Conflict between the identification of cosmic neutrino source and the sensitivity to mixing angles in neutrino telescope
Ggyoung-Riun Hwang, Kim Siyeon

TL;DR
This paper discusses the challenge of simultaneously identifying cosmic neutrino sources and measuring neutrino mixing angles, highlighting the mutual dependence and degeneracy in their determination.
Contribution
It analyzes the conflict between source identification and mixing angle sensitivity in neutrino telescopes, proposing the use of long baseline oscillation probabilities as a complementary approach.
Findings
Neutrino fluxes depend on initial fluxes and flavor mixing.
Source identification and mixing angle measurement are mutually dependent.
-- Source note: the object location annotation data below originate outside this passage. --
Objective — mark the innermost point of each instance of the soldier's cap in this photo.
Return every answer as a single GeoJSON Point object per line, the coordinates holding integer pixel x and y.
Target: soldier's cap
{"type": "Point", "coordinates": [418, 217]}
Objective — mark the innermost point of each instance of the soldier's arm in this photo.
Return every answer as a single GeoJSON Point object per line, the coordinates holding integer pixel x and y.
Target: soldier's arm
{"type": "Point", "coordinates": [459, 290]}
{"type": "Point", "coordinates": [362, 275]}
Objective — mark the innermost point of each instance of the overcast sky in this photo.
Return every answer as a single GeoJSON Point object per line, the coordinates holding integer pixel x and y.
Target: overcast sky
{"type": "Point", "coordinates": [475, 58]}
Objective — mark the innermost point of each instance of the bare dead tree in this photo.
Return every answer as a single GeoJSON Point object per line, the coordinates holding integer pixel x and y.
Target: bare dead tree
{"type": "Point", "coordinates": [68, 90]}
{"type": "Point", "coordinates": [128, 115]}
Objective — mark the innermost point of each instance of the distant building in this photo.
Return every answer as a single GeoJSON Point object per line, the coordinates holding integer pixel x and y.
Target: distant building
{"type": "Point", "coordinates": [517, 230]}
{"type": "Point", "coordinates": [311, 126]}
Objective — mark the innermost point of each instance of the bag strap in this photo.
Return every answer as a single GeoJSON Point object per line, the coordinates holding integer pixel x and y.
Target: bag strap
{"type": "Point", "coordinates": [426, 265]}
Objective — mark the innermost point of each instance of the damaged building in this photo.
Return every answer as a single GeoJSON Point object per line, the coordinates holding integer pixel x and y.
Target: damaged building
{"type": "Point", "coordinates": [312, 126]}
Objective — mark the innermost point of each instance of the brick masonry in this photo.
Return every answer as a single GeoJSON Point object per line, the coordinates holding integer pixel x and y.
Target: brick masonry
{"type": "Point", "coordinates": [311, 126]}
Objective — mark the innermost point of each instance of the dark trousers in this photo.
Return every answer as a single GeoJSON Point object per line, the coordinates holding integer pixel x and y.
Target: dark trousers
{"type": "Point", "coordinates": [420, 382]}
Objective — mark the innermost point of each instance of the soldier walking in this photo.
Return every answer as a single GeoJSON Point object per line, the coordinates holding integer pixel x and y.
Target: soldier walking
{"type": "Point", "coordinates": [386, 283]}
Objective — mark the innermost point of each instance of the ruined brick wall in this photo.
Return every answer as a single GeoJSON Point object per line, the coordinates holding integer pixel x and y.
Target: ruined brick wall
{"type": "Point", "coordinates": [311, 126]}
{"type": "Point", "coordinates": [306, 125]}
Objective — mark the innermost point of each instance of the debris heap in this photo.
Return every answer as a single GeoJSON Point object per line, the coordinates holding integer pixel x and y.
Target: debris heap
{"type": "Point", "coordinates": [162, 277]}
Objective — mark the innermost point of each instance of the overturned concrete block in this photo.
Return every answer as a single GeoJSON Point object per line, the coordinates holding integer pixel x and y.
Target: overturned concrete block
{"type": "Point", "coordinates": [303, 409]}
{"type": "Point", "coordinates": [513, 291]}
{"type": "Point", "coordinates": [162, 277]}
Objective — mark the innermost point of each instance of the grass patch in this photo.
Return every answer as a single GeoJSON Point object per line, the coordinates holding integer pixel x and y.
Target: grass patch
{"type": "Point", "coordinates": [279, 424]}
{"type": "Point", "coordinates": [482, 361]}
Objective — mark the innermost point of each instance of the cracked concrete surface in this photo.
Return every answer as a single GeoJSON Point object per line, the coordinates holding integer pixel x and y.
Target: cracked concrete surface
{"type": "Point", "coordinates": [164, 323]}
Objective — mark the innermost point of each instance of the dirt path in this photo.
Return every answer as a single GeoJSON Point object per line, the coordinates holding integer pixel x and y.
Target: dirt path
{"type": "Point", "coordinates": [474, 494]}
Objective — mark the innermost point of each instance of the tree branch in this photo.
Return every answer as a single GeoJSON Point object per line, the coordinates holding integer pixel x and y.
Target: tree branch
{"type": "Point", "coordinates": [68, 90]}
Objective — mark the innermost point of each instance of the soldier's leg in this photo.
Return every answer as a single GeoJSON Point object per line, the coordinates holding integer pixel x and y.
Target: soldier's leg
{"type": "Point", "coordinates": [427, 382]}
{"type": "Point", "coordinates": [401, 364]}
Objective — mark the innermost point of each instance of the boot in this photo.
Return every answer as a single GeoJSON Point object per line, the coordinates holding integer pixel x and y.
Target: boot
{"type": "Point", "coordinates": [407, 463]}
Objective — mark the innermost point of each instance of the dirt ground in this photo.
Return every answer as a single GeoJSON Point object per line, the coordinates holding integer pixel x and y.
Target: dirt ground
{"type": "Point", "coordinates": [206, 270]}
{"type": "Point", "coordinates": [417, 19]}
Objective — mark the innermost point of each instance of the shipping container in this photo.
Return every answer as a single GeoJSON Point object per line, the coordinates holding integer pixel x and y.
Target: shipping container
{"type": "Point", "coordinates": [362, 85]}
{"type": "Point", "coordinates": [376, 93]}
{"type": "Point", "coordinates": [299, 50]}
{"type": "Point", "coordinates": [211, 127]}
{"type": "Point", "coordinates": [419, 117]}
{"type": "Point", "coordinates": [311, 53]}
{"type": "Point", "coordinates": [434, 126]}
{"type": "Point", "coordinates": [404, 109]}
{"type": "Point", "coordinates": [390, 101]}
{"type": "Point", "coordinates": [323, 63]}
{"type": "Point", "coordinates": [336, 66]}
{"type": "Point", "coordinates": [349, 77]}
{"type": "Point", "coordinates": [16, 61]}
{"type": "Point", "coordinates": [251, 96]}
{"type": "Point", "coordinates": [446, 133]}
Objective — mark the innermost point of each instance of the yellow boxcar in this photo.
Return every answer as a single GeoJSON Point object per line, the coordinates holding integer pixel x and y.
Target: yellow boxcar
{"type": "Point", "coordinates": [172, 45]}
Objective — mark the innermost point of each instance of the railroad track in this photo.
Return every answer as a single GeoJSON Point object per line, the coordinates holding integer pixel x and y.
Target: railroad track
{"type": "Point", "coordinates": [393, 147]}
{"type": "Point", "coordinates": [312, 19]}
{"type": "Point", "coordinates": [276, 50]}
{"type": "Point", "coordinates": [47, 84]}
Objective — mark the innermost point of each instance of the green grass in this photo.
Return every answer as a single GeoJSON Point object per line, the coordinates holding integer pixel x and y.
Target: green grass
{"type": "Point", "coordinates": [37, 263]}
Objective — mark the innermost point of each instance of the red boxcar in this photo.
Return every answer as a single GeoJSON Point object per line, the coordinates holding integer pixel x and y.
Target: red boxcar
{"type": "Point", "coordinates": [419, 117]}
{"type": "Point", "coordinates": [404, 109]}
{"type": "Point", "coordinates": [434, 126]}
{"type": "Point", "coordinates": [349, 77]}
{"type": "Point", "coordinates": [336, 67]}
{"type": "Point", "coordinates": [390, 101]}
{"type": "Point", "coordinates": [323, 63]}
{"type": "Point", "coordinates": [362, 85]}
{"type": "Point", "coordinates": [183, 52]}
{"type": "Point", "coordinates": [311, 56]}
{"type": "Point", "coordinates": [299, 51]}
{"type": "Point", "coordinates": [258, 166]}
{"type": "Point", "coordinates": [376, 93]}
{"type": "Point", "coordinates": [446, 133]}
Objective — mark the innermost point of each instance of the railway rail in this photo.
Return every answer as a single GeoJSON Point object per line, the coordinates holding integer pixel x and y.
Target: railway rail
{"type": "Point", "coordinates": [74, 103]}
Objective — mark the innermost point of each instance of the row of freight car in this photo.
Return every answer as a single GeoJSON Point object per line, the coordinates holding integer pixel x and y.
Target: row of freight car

Long baseline oscillation probabilities can help resolve degeneracies.
Abstract
Neutrino fluxes at telescopes depend on both initial fluxes out of astronomical bursts and flavor mixing during their travel to the earth. However, since the information on the initial composition requires better precision in mixing angles and vice versa, the neutrino detection at telescopes for itself cannot provide solutions to the both problems. Thus, a probability to be measured at long baseline oscillation is considered as a complement to the telescope, and problems like source identification and parameter degeneracy are examined under a few assumptions.